Like Haviv Rettig Gur in “How and Why Israelis Vote,” I, too, think the advantages of Israel’s parliamentary system outweigh its disadvantages, and for essentially the same reason: because it keeps a great many people in the political system who would otherwise remain outside it.

Critics of the system’s plethora of small parties—as Gur notes, no fewer than 43 parties have been vying for Knesset seats in this year’s election—maintain that it should be streamlined and redesigned so that only big parties would be able to enter the Knesset. In that case, the critics argue, people who currently vote for small parties would simply switch their votes to large ones.

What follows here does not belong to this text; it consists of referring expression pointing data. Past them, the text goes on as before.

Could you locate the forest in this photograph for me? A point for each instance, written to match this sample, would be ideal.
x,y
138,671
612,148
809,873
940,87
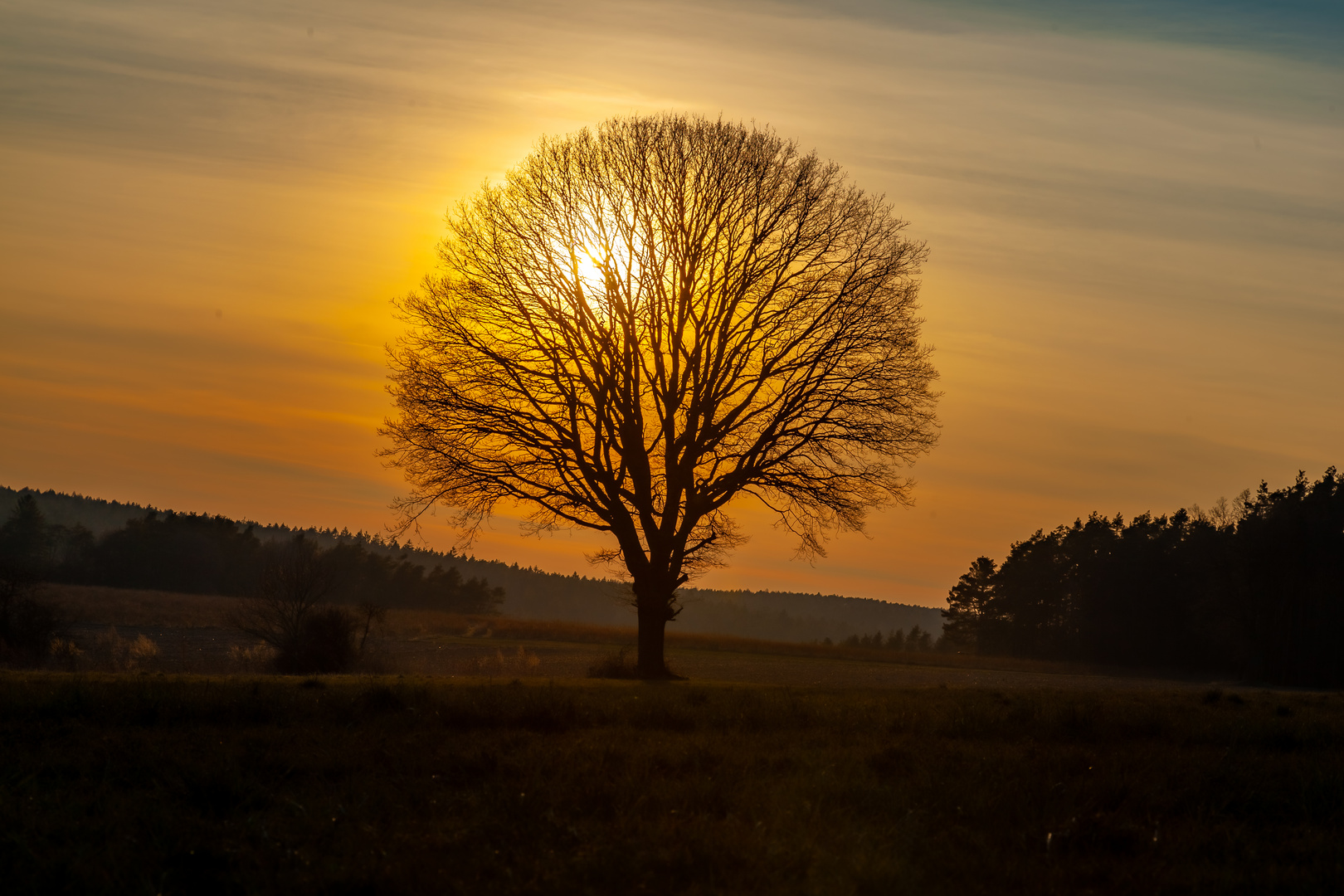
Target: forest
x,y
197,553
1252,590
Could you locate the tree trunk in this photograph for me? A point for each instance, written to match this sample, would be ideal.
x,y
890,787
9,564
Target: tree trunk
x,y
654,605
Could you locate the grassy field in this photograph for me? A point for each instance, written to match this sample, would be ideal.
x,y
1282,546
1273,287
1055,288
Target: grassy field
x,y
190,633
147,783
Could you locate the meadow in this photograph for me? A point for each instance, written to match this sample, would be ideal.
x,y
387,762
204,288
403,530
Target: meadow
x,y
163,783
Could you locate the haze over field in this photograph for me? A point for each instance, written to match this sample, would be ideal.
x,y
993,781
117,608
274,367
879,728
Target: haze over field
x,y
1135,217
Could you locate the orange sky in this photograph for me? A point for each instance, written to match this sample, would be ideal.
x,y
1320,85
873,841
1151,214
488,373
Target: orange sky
x,y
1136,285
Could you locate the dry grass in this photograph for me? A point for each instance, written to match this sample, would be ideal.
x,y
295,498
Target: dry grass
x,y
431,624
158,785
409,637
102,606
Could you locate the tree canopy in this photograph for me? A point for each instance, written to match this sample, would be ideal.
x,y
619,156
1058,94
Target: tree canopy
x,y
650,320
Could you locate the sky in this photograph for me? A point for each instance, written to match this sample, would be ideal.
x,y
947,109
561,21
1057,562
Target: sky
x,y
1135,214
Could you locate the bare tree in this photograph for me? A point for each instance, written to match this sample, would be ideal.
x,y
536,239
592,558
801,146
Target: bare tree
x,y
286,610
644,323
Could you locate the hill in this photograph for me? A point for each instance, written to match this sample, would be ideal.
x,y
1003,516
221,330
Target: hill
x,y
535,594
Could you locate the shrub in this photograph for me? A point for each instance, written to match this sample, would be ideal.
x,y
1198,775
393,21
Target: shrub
x,y
28,625
325,644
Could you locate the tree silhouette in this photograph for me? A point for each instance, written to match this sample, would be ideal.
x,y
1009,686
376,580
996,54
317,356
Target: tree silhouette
x,y
644,323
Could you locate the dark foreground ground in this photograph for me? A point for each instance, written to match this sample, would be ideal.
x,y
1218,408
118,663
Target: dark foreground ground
x,y
145,783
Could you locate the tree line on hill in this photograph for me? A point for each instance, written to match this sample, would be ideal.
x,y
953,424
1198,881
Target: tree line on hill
x,y
1253,590
533,592
199,553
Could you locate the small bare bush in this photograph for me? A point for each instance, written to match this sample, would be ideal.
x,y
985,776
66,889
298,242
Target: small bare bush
x,y
114,653
617,665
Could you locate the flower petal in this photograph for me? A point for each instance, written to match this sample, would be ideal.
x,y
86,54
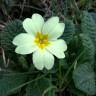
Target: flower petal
x,y
25,49
57,48
53,28
23,38
42,58
33,25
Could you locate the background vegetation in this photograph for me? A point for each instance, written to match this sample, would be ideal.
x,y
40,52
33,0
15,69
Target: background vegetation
x,y
73,76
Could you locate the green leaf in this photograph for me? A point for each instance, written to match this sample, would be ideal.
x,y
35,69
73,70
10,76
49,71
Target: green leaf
x,y
69,30
84,78
88,48
39,87
9,32
88,26
9,82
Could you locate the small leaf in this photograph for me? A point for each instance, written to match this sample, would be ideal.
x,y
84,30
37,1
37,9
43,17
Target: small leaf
x,y
69,30
9,82
37,88
9,32
88,48
84,79
88,26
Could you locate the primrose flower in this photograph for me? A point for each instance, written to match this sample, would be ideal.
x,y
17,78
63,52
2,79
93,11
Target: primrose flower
x,y
41,39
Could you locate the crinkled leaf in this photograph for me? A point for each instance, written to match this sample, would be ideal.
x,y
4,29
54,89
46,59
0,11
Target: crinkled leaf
x,y
84,79
9,82
69,30
37,88
9,32
88,26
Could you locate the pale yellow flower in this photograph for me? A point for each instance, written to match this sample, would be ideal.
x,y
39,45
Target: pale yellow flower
x,y
41,39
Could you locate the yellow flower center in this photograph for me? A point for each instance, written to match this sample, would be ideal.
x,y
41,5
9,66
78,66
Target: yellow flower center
x,y
41,40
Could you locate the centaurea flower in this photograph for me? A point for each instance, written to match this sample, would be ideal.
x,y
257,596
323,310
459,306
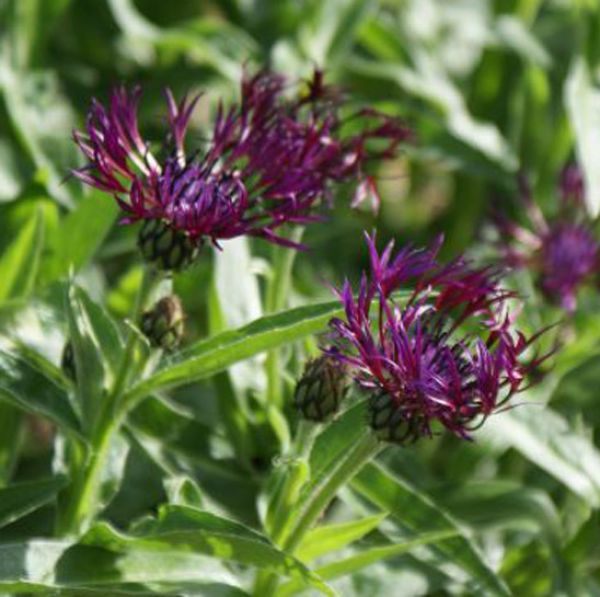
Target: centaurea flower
x,y
445,351
269,161
561,251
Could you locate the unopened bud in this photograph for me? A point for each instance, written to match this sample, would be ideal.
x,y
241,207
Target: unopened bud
x,y
164,246
322,387
392,423
163,325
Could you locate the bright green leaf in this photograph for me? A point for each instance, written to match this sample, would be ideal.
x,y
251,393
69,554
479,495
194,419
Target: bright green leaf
x,y
354,563
24,386
331,537
208,357
416,513
20,262
22,498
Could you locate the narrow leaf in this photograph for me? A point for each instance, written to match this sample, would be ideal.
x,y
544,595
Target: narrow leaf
x,y
415,512
365,558
20,262
22,498
582,99
331,537
210,356
26,387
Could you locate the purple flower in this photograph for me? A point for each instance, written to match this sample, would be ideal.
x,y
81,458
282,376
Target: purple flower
x,y
446,351
269,161
561,251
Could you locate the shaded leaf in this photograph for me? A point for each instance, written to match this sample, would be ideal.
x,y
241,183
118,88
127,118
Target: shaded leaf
x,y
26,387
208,357
415,512
22,498
20,262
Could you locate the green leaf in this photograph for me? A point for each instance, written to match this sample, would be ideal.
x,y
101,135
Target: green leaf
x,y
205,41
41,565
582,99
415,512
331,537
20,262
81,235
22,498
27,387
185,529
328,28
365,558
208,357
97,347
506,505
11,428
41,116
546,439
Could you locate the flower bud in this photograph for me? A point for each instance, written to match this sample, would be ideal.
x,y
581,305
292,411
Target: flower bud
x,y
321,389
163,325
67,361
164,246
392,423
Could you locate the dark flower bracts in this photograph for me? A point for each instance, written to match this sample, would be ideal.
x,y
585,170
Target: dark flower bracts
x,y
268,162
562,252
429,343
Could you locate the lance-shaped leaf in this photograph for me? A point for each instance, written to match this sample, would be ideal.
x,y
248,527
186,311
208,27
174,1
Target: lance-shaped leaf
x,y
207,357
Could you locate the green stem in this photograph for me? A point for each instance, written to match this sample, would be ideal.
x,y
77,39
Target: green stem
x,y
344,469
82,497
277,294
296,474
350,463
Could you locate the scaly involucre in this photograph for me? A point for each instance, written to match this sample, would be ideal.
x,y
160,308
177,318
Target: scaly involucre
x,y
270,160
446,350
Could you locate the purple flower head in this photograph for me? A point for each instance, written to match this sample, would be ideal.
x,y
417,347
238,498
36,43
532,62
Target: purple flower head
x,y
269,161
446,350
562,251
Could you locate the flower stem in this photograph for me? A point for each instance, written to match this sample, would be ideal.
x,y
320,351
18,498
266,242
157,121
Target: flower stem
x,y
344,469
82,498
296,474
277,294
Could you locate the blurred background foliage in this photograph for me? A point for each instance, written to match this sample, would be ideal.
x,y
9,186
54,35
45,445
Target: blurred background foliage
x,y
489,87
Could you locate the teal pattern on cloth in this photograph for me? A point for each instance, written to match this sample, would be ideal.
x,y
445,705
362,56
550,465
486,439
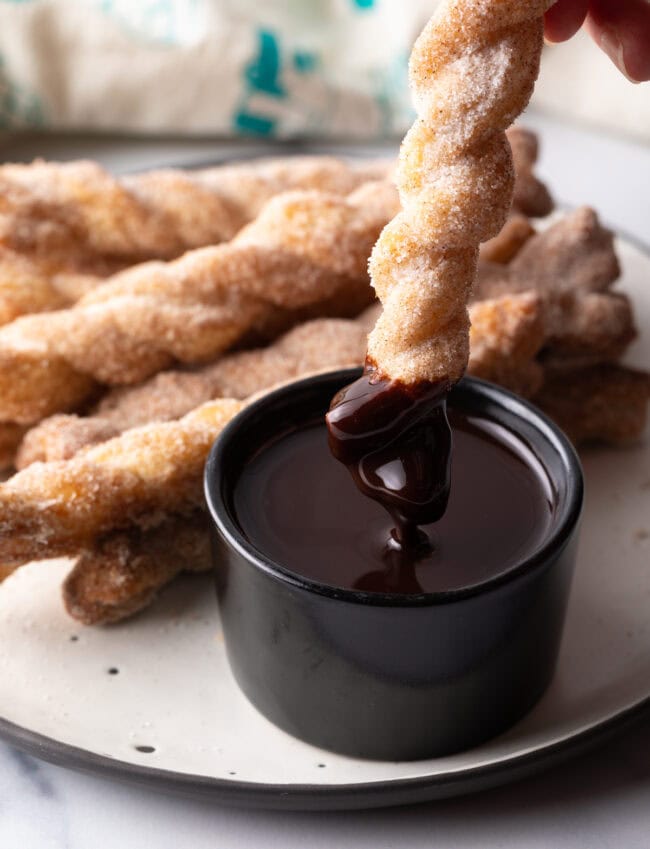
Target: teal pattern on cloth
x,y
19,108
278,68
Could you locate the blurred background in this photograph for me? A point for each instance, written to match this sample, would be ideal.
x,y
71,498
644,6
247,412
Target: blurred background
x,y
282,69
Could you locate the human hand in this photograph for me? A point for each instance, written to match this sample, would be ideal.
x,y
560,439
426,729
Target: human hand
x,y
620,27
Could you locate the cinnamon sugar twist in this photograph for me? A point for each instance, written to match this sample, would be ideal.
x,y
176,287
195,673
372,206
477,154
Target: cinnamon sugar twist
x,y
472,71
305,250
77,209
57,508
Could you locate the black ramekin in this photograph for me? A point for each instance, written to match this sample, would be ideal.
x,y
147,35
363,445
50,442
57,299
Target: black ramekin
x,y
392,677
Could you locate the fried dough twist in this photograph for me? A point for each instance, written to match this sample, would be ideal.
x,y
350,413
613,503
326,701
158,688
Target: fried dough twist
x,y
507,334
77,209
305,250
472,71
52,509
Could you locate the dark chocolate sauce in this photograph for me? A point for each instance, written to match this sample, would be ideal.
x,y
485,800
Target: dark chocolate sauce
x,y
396,442
297,505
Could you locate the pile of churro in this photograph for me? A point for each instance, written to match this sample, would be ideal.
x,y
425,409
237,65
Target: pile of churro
x,y
140,314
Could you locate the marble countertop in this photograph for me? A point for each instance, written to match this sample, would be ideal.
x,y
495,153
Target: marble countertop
x,y
598,801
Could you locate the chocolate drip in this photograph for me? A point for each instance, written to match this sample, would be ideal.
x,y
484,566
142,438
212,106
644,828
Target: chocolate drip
x,y
396,442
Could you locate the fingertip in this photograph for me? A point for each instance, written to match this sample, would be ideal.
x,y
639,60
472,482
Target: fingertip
x,y
622,31
564,19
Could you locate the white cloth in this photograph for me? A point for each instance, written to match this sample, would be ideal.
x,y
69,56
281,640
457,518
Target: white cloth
x,y
318,68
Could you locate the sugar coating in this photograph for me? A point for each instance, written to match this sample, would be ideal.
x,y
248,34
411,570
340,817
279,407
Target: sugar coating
x,y
305,248
472,71
137,478
77,209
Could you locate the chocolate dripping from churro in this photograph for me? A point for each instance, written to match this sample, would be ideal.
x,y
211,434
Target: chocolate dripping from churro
x,y
396,442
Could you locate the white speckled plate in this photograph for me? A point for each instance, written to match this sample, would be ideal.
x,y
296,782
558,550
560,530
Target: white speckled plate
x,y
153,700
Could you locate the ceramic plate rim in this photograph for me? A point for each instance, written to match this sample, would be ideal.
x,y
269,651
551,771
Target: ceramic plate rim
x,y
323,797
348,796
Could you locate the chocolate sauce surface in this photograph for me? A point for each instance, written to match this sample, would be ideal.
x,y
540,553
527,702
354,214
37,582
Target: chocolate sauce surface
x,y
300,507
396,442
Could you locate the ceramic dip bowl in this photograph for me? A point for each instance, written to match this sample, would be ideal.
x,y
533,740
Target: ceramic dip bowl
x,y
381,675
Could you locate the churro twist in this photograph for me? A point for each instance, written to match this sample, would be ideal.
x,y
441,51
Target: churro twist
x,y
77,209
306,250
472,71
57,508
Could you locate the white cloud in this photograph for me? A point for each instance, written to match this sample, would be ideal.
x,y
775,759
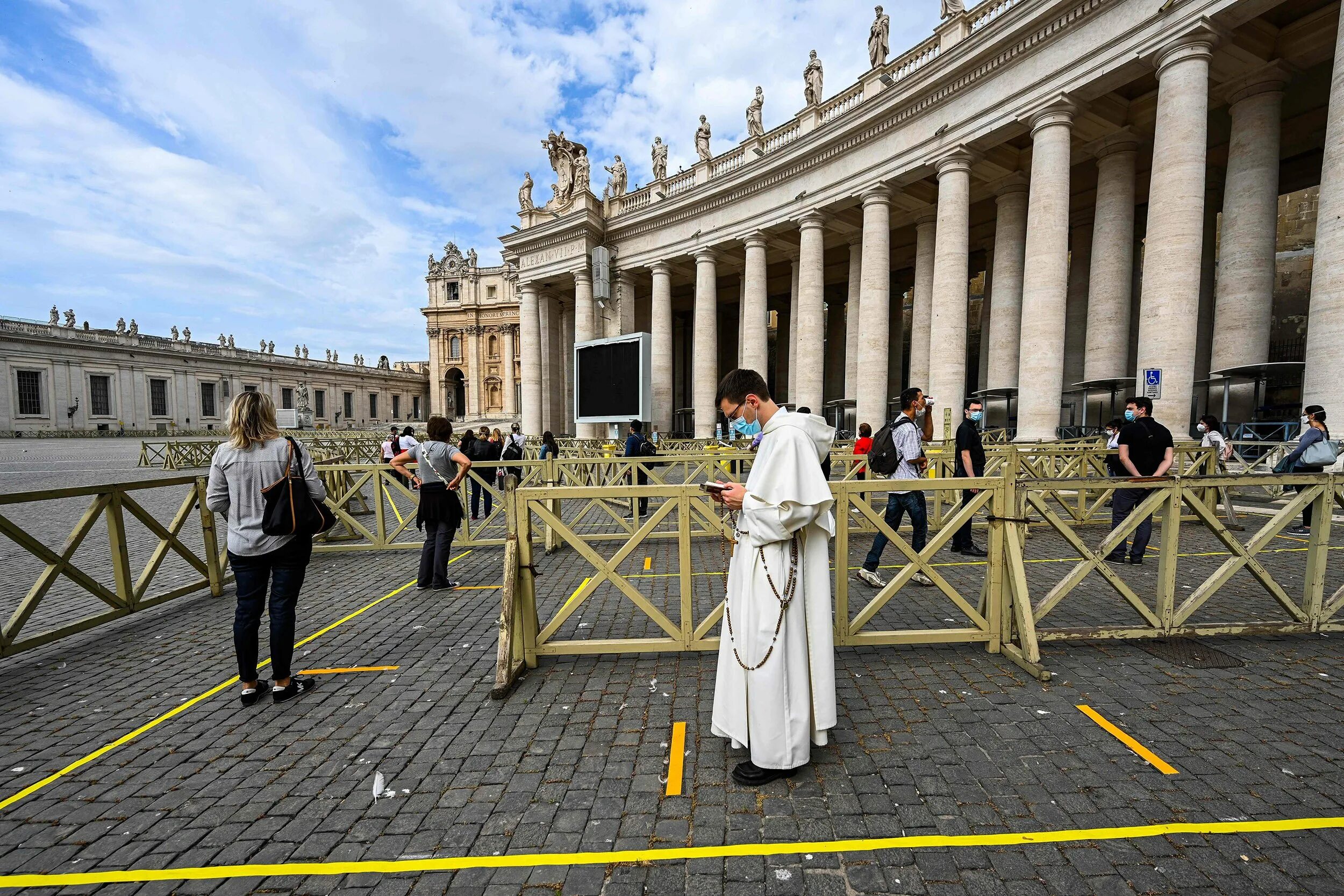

No doubt, some voters would do so—but many others would not. There are at least three groups among whom turnout would plummet if niche parties became by definition unelectable: Arabs, Ḥaredim (including some ḥaredi Zionists), and the protest voters who, in every election, propel a new “fad” party into the Knesset. (In 2015, as Gur writes, the fad party was Kulanu. This year, it’s been Moshe Feiglin’s pro-marijuana, libertarian, right-wing Zehut party, which Gur doesn’t discuss although polls have consistently showed it gaining five to seven seats.)

Together, these three groups constitute roughly a third of the country, and all three are to some extent alienated from the mainstream. If they were no longer even participating in elections, that alienation would grow.

Why does this matter? In answering that question, I’ll focus mainly on Ḥaredim and Arabs, the most significant and also the most stable of the three groups (protest voters being by nature amorphous and changeable).

It matters primarily because people who cease to see politics as a means of furthering their goals are more likely to resort to violence. Indeed, it’s no accident that most political violence in Israel has issued from quarters outside the electoral system.